Apart from detrex, we also released a repo Awesome Detection Transformer to present papers about Transformer for detection and segmentation.

Fun Facts

The repo name detrex has several interpretations:

  • detr-ex : We take our hats off to DETR and regard this repo as an extension of Transformer-based detection algorithms.

  • det-rex : rex literally means 'king' in Latin. We hope this repo can help advance the state of the art on object detection by providing the best Transformer-based detection algorithms from the research community.

  • de-t.rex : de means 'the' in Dutch.

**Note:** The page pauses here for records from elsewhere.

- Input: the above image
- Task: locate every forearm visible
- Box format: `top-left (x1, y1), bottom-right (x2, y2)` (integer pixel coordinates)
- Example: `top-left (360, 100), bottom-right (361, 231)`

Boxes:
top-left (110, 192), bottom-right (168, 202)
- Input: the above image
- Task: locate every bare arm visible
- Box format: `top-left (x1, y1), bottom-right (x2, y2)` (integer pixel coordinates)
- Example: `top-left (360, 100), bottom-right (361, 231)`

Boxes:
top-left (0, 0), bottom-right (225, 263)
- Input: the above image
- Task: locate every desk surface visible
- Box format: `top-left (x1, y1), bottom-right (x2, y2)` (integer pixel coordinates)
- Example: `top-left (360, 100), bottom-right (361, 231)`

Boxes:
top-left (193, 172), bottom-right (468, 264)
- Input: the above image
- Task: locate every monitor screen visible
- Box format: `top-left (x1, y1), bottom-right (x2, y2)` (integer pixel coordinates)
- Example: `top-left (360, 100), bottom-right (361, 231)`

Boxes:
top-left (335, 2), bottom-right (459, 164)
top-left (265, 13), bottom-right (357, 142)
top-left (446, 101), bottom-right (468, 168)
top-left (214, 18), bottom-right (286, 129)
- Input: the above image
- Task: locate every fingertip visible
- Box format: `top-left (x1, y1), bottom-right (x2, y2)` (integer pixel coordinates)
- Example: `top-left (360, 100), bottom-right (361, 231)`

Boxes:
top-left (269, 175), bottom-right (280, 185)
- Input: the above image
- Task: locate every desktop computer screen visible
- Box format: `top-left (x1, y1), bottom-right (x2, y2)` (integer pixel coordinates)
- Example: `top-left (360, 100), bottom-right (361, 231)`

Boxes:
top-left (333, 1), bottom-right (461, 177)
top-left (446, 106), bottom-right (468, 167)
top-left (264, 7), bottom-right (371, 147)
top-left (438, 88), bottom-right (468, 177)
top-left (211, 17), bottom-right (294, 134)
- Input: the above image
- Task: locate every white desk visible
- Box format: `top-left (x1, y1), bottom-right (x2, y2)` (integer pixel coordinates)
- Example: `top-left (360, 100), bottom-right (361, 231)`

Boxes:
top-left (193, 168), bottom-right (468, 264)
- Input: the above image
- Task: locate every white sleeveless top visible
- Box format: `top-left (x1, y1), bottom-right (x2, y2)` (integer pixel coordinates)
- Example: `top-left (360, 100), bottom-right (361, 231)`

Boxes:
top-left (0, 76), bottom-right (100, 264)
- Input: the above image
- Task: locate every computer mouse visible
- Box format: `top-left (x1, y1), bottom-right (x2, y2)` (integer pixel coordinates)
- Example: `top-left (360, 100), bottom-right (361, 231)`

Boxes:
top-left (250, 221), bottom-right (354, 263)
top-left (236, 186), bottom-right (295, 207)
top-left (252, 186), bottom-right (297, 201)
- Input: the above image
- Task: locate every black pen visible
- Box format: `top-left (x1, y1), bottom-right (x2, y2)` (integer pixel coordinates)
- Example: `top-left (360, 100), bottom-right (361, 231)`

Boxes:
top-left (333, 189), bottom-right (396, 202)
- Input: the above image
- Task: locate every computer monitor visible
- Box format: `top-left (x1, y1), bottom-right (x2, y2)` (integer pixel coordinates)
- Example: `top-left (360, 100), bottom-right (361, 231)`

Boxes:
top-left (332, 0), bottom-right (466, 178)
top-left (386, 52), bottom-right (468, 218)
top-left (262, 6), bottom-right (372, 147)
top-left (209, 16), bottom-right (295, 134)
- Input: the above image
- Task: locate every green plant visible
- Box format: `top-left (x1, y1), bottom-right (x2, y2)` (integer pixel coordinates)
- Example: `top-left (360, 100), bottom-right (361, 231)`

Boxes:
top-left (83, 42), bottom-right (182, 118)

T.rex, also called Tyrannosaurus Rex, means 'king of the tyrant lizards' and connects to our research work 'DINO', which is short for Dinosaur.

What's New

v0.4.0 was released on 02/06/2023:

  • Support CO-MOT aims for End-to-End Multi-Object Tracking by Feng Yan.
  • Release DINO with optimized hyper-parameters which achieves 50.0 AP under 1x settings.
  • Release pretrained DINO based on InternImage, ConvNeXt-1K pretrained backbones.
  • Release Deformable-DETR-R50 pretrained weights.
  • Release DETA and better H-DETR pretrained weights: achieving 50.2 AP and 49.1 AP respectively.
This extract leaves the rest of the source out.